Sad to learn over the weekend of the death of the Estonian composer, Veljo Tormis, at the age of eighty-six.
His extensive output of choral music is imbued with his love of native Estonian folksong, in which, within the space of a few bars, with notes carefully scattered here and there, he evokes landscapes and emotional spaces far beyond the often miniaturist scale of his colourful choral writing.

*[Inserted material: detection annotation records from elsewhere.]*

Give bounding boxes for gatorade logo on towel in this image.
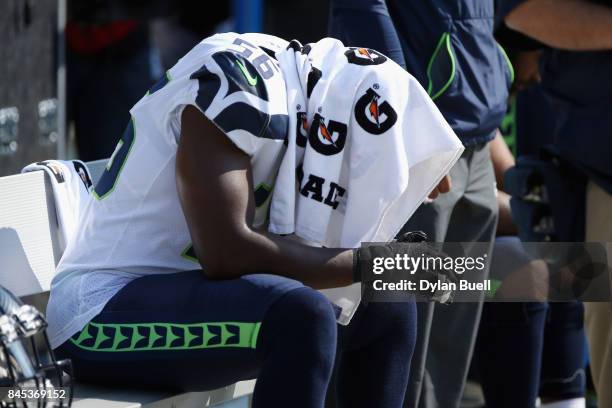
[355,84,397,135]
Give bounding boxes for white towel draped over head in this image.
[269,38,463,248]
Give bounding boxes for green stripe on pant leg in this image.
[70,322,261,352]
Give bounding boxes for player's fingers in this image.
[438,174,452,193]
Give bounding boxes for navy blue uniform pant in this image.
[57,271,416,408]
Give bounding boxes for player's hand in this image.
[427,174,452,200]
[354,231,457,303]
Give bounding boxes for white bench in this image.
[0,160,255,408]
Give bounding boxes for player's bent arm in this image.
[176,106,353,288]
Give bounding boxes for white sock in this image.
[542,398,586,408]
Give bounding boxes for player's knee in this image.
[368,302,417,358]
[262,287,337,360]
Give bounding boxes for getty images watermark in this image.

We performed his Spring Sketches last year, an exquisite series of tiny portraits of the season for upper-voices. The evocative opening of the St John’s Day Songs, building upwards to short fragments of melody echoing between the upper voices, captures this perfectly; the robust rhythm underpinning Bridge of Song illustrates his use of dancing rhythm inherited from his native musical tradition. The skittish, semi-chanted St Catherine’s Day Songs for upper voices evokes an almost ritualistic scene, gradually becoming more intense as static chords build to a feverish cry. Here’s the intimate On hilissuvi (It is later summer) painting the colours of the season:
But it’s the wonderful Laulud pulmades opitud (Songs learned at weddings) that perhaps encapsulates his music; hypnotic, rhythmic, dancing, powerful yet tinged with a wisp of melancholy.
A teacher at the Tallinn Music School, Tormis included Arvo Pärt amongst his students. As Tormis once remarked, ‘It is not I who makes use of folk music, it is folk music that makes use of me.’ His choral legacy stands as a testament both to the energy and power of folk music and to his exquisitely crafted choral writing.